May 20, 2024

First Post, but something important none the less

First off, I want to thank Marc for inviting me to post as an author here at Black Shards. Marc and I have been moving buddies now for four years and thanks to the Internet we have stayed in touch even though we live relatively far apart.

In thinking about what to write I pondered many topics that I think deserve a real treatment. Iraq, the booming economy, Illegal Immigration, the exercise of the President’s authority to pardon Scooter Libby are all worthy topics. But, there is one topic that I think is getting less attention then it deserves. So, if you don’t know about this then settle down and pull up a chair.
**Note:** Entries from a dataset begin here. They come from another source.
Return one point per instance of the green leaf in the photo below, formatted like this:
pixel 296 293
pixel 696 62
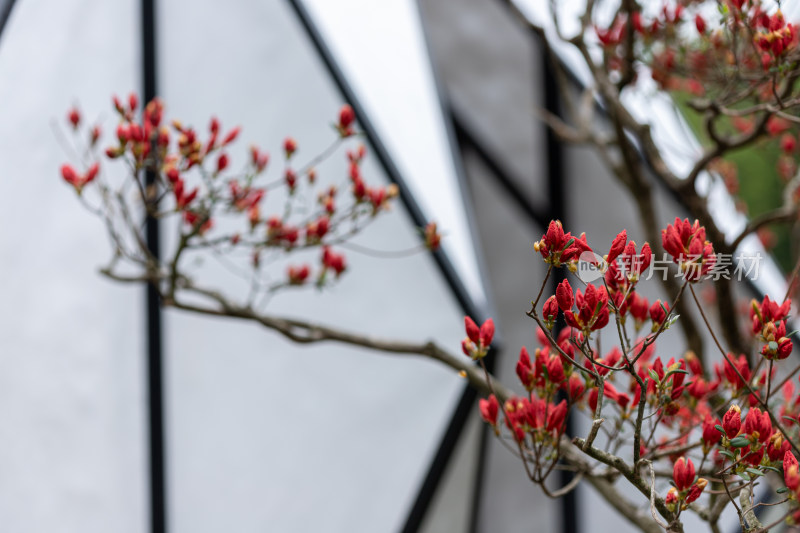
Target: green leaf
pixel 740 442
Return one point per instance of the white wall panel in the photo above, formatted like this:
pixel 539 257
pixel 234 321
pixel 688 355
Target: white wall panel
pixel 71 382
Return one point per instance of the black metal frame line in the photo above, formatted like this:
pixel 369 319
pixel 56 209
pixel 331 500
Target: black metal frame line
pixel 155 386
I am going to introduce you to Border Agent’s Nacho Ramos and Jose Compeon.

It was just two years ago that these two men were part of a group of agents that tracked and captured a Mexican national illegally in the United States smuggling about 800 pounds of dope. In the process of capturing the smuggler, one Oswaldo Aldrete-Davilla, Agent Compeon got into a scuffle with him and Mr. Davilla managed to escape and began to run. Agent Compeon fired his pistol at Mr. Davilla 14 times missing every time. Then Agent Ramos, arriving on the scene as Mr. Davilla was running through the scrub brush and hearing the multiple gun shots took one shot at Mr. Davilla (apparently also missing). Mr. Davilla swam across the Rio Grande, got into a waiting car and drove off. You can read all of this from the trial transcripts if you desire.

And now it gets complex. The Agents (along with at least two others) decided not to officially file a report of the shooting. That their superiors knew of the shooting was apparent from the trial transcripts, but they chose not to report the shooting. Why? Perhaps it was to avoid paperwork since they didn’t apparently hit the smuggler. But there was no report filed.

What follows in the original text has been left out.